The Bozar presentation also, interestingly, foregrounds photography as a key element in Brancusi’s practice. Upon arrival, visitors confront an apparitional loop of two video snippets featuring Brancusi’s face in action, such that he appears to preside over the show. And the lens-based focus continues: each section of the exhibition is accompanied by the sculptor’s own photographs of the works on view. Well known for exerting great care and control over the circulating photographic images of his works, Brancusi, according to Man Ray, “refuses to let anyone photograph his works, because . . . the photograph was beautiful, but it did not represent [his] work.”7 Brancusi wished to control how his objects were looked at. One photograph shows a pool of light bathing the sculpture, creating through reflections a sort of aura radiating from it. Another shows a reflection of the surrounding environment incorporated into the shiny surface. At his Impasse Ronsin studio in Paris, Brancusi also “assembles works in groups, including in the game of putting together combinations that he then proceeds to photograph, thereby creating his total work of art.”8 These are testimony to how photography physically contributed to the sculptor’s works; for him, it determined the contours and limits of the object being engaged.

If De Keersmaeker’s mandate in this show was for her choreographic object to resonate with Brancusi’s shapes, the central role of photography in the sculptor’s practice opens up ways of rethinking spectatorship in De Keersmaeker’s oeuvre—how we viewers should look at and experience her work. If photography for Brancusi determined the limits of the physicality of the object, we cannot then help wondering, where does De Keersmaeker’s choreographic object end?

Today, the smartphone camera is inextricable from our way of seeing. When looking at dance exhibitions like this one, we take pictures or film it for our personal archive—a way of defining who we are from what we have seen and done. By injecting time and dynamism into the static objecthood of museum exhibits, De Keersmaeker not only foregrounds the sophisticated use of visual technologies in Brancusi’s practice, but also engages in a modernist mandate to use art, in this case choreography, to engage viewers to look harder, longer, and with greater care (even if we do so through our phone cameras).9 Just as Brancusi embraced both old and new technologies, so, I argue, does De Keersmaeker, for whom the contour of the choreographic object extends to include the spectators and their smartphones.
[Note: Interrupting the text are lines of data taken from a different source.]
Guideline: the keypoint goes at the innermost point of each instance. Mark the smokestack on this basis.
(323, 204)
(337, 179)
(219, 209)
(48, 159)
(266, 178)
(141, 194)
Like Brancusi’s shiny sculptures, De Keersmaeker’s choreographic object embraces externalities and accumulates them onto itself, making the work of art ever changing, ever expanding, fluid.

Notes

1. Anne Teresa De Keersmaeker lecture at Collège de France, Paris, 2019, viewable at https://www.rosas.be/en/news/733-video-anne-teresa-de-keersmaeker-s-lecture-at-the-college-de-france.

2. Doïna Lemmy, “Brancusi: Sublimation of Form,” in Brancusi: Sublimation of Form (Brussels: Europalia Romania Arts Festival, 2019), 12.

3. “Art” supplement, This Quarter, no. 1 (1925): 235, quoted in Lemmy, “Brancusi: Sublimation of Form,” 11.

4. Anne Teresa De Keersmaeker, “Anne Teresa De Keersmaeker/Rosas,” exhibition wall text in Brancusi: Sublimation of Form, Bozar, Brussels, 2019.

5. For me, this includes Sleep (1908) and The Prayer (1907), where preoccupations about gravity are distinctly visible; and the bird series (from 1910 onward) as seen through, for instance, Sue-Yeon Youn’s interpretation discussed above.

6. Lemmy, “Brancusi: Sublimation of Form,” 12.

7. Man Ray, Autoportrait [Self-Portrait], trans. Anne Guérin (Paris: R. Laffont, 1964), 189, quoted in Doïna Lemmy, “The Art of Sculpting His Own,” in Brancusi: Sublimation of Form, 15.

8. Man Ray, Autoportrait, 12.

9. Here I follow Claire Bishop in her scholarship on dance exhibitions that do not stigmatize the technological mediation of smartphone cameras. Claire Bishop, “Black Box, White Cube, Gray Zone: Dance Exhibitions and Audience Attention,” Drama Review 62, no. 2 (2018): 22–42.